Yes, I am aware of the rather terse announcement from Seventh Fleet headquarters last week about a fast raid on an enemy-held system here in Sagittarius. Rumors in the fleet are that it was a mixed bag, that things didn’t go to plan and the mission did not meet all of its objectives, but these are just rumors, and Admiral Abarca’s staff hasn’t responded to my queries on the topic. I’ve heard conflicting rumors about the name of the operation; there are at least two different names circulating, which is odd. Operational code-names are usually shared with everyone involved, even support staffs, so they commonly leak among service personnel before a force jumps off, even when the objectives remain secret. 

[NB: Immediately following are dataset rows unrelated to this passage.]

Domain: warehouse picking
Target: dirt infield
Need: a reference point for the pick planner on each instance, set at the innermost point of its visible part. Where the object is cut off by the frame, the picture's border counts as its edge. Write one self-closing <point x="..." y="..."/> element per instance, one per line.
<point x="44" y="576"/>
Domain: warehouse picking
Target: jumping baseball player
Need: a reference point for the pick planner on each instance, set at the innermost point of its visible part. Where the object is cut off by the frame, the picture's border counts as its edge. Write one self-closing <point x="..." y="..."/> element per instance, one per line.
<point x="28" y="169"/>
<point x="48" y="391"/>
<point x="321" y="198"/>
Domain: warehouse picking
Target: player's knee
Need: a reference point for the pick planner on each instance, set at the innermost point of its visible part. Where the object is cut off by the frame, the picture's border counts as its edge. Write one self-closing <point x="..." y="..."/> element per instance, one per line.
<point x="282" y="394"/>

Obviously, as has been hinted at in several interviews with the admiral, offensive operations have been imminent and in-plan for some months. That the first probing raid met more than expected resistance is, honestly, no real surprise. The Incarnation propaganda makes it appear invincible and irresistible, and to keep this charade up for their own people, they can’t really afford to have millions watch Confederated raiders smash up orbital assets unopposed. 

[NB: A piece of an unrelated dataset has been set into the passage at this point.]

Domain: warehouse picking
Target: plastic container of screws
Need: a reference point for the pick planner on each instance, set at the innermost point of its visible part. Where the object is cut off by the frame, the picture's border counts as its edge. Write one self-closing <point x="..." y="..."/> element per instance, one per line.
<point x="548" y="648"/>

I suspect we’ll have some clear details by this time next week. 


The telescopes found stellar occlusions after a few more minutes of idly toying with the net, and once Raywhite had something to point its sensors at, data began to trickle in. There was indeed a main body to the strange entity; it was a nearly spherical ellipsoid with one distended pole, a bit more than two thousand meters long and about fifteen hundred across which emitted nothing and reflected very nearly nothing, excepting of course the grav-flux pulses. As far as they could tell, its surface was entirely smooth and featureless, showing no indication of its nature. 

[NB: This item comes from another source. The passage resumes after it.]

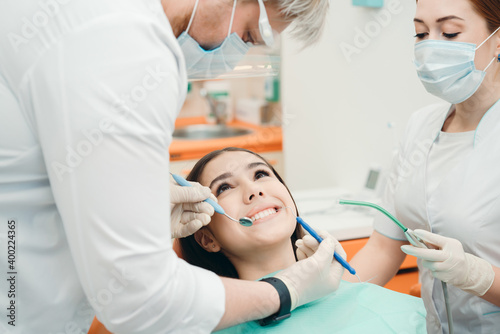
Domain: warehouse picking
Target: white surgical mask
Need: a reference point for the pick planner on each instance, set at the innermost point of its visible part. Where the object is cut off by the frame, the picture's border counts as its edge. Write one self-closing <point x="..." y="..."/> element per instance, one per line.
<point x="203" y="64"/>
<point x="447" y="69"/>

“It remains my intention to collect a sample.” Lieutenant Kato said, after analyzing the data on the main viewpanel for a long moment. “What are our options?” 

“I recommend a high-ex wrecker load from the forward tubes, Skipper.” Snyder, the weapons officer, sounded excited to finally have something to do. “That’s bound to blast something clear.” 

Kato nodded. “Can we get close enough for the axial cannon?” 

Georgi Rye winced. He had been afraid that would be the direction of the skipper’s thoughts. A little cutter like Raywhite had a very small missile magazine compared to a larger warship, and theoretically they had a mission to complete on this cruise they hadn’t even started. Using even one missile body on this unexpected complication would mean a greater chance of running out before they had their next rendezvous with a supply tender. 

“For an optimal strike with the axial plasma cannon we’d need to be within about five klicks.” Snyder shook his head. “I didn’t think that was wise.” 

“Concur.” Georgi quickly added. “That’s close enough that it might interfere with our main drive.” He felt bad immediately; technically, they didn’t even know if the object had that capability. 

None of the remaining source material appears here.